YELLOW WETLANDS, oil on linen, 12" x 20", 2004. By Ron Gee.

YELLOW WETLANDS, oil on linen, 12″ x 20″, 2004. By Ron Gee.

Because the problems are so seemingly insurmountable, it is easy to allow fear and cynicism to paralyze us into inaction and acceptance. I think you are right to remind us of values such as interconnectedness, empathy and beauty which draw upon other internal resources that can give us the strength and resolve to change. I think of plants. They do not grow away from darkness, rather they reach their tendrils, branches, and leaves toward the light.

The example of Chinese landscape painting was nicely woven into the narrative.
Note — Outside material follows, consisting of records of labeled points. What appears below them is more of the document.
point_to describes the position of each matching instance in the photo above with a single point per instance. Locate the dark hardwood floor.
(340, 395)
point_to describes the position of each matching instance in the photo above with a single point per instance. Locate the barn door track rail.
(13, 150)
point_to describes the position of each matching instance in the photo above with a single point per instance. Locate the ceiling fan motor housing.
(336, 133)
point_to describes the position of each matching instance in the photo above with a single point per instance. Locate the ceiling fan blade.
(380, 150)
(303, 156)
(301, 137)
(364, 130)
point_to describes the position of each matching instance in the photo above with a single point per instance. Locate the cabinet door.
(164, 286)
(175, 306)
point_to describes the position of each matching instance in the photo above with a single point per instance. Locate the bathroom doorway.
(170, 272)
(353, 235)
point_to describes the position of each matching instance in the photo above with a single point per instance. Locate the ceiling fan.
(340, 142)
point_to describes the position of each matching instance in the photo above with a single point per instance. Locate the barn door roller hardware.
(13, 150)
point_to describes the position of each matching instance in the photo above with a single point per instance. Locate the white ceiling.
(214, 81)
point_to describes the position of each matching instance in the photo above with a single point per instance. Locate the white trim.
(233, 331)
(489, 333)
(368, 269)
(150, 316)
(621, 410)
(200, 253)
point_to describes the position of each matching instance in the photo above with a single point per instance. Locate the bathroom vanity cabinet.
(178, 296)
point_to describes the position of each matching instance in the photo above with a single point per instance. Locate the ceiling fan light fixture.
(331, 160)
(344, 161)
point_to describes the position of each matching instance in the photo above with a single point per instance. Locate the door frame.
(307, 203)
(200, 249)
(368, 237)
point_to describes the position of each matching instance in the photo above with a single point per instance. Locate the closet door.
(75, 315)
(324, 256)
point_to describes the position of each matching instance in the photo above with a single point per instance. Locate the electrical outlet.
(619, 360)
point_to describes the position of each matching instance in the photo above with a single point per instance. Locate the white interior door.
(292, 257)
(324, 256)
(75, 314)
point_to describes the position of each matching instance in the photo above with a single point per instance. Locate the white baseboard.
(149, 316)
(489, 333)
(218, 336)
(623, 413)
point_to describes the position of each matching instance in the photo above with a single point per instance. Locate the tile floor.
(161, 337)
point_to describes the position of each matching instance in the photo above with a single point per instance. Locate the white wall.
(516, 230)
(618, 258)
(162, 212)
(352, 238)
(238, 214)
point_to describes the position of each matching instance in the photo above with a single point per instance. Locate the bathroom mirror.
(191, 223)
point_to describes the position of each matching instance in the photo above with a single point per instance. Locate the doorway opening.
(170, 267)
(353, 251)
These works remind us that humans do not dominate nature, rather, it is the other way around, and if we choose to live out of harmony then we are bound to suffer as a natural rebalancing occurs. And as the professor at UVM said, the mystery of the faint peaks in the distant realm is a reminder that we cannot know all. Humbleness.

I can understand now what you meant when you said this project was your major statement. I hope The Wisdom to Survive gets the broad viewing and attention it deserves.